NASA Administrator Michael D. Griffin said yesterday the next space shuttle flight will probably not launch until May 2006, an additional two-month delay caused by the effects of Hurricane Katrina on the space agency's centers along the Gulf Coast.
Griffin said "heroic" efforts by employees at Mississippi's Stennis Space Center and the Michoud Assembly Facility, in New Orleans, prevented either installation from suffering serious storm damage.
But 20 percent of Stennis employees and 40 percent of Michoud employees are still without homes, he said. Stennis, which tests shuttle main engines, reopened last week, while Michoud, which builds the shuttle's external fuel tanks, is expected to resume full operations next week.
"We're looking at May," Griffin said, adding that if it had not been for a 37-person "hold-down" team that had remained at Michoud to keep generators and pumps running during Katrina, the shuttle might not have been able "to fly again at all."
"They kept the diesels running, which kept the pumps running," Griffin said at a meeting with members of The Washington Post's editorial and news staffs. "You fly over it and you can see Michoud is an island of green grass in a sea of mud. The eye [of Katrina] passed right over it."

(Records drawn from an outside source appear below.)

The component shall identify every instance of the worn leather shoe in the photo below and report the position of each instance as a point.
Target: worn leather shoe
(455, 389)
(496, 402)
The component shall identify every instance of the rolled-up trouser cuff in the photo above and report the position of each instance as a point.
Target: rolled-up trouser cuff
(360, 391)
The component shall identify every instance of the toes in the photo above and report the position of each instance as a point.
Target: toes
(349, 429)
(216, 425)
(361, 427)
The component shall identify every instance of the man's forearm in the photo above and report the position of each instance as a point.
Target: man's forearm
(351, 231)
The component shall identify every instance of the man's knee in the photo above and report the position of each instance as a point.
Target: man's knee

Despite the extra delay, Griffin said NASA still planned to fly the shuttle 18 times by 2010, using 17 missions to complete assembly of the international space station and one to refurbish the Hubble Space Telescope. He said "our flight history tells us" that the agency has a 90 percent chance of meeting the schedule, even with the next launch in May.
"Of course, if additional bad things happen, we'll reevaluate," Griffin said. Houston's Johnson Space Center, headquarters of NASA's human spaceflight program, closed at 3 p.m. Eastern time yesterday in anticipation of Hurricane Rita coming ashore at nearby Galveston, Tex.
NASA grounded the space shuttle for a 21/2-year redesign and program reevaluation after the 2003 Columbia tragedy, then grounded it again this summer after the external tank of space shuttle Discovery shed several large pieces of foam insulation during its July 26 launch.
Planners at first said they expected to fly again this month, then let the date slip to March because of difficulties in finding out why the tank lost a 0.9-pound chunk of foam from the "protuberance air load," or PAL, ramp, a ridge of insulation that protects cables and lines from aerodynamic stress during launch.
"If it wasn't for the PAL ramp, we'd have flown this month," Griffin said, because engineers quickly found and fixed the causes for the other foam losses. The PAL ramp was "unexpected," he said. "It was an engineering mistake."
Nevertheless, there has been "quite a bit" of progress, he said. "We know why the foam came off." He did not elaborate.
The shuttle's shortcomings have prompted some lawmakers to question the wisdom of continuing to spend money on the 25-year-old orbiter instead of hastening development of a next-generation spacecraft, scheduled to be flight-ready in 2012.
"Maybe the risks are too high," Rep. Dana Rohrabacher (R-Calif.), a longtime advocate of human spaceflight, said in a recent interview. "I'm open to that discussion."
Griffin acknowledged that "we're in a hole" but said it would not be cost-effective to abandon the shuttle because it would "decimate the workforce" needed to build the new spaceship and manage the spaceflight program, as well as "cause a lot of [other] collateral damage" that "wouldn't save much money."
Instead, he said he would use the new "crew exploration vehicle" to complete assembly of the space station if the shuttle cannot finish the job by 2010. Griffin has consistently refused to contemplate extending the shuttle's life beyond then.
"It will cost money, but we can do it," he said. "If we intend to keep our commitments" to international partners in the space station, and "are unable to finish with the shuttle, then you will use the new system," he added. "It comes down to writing the check."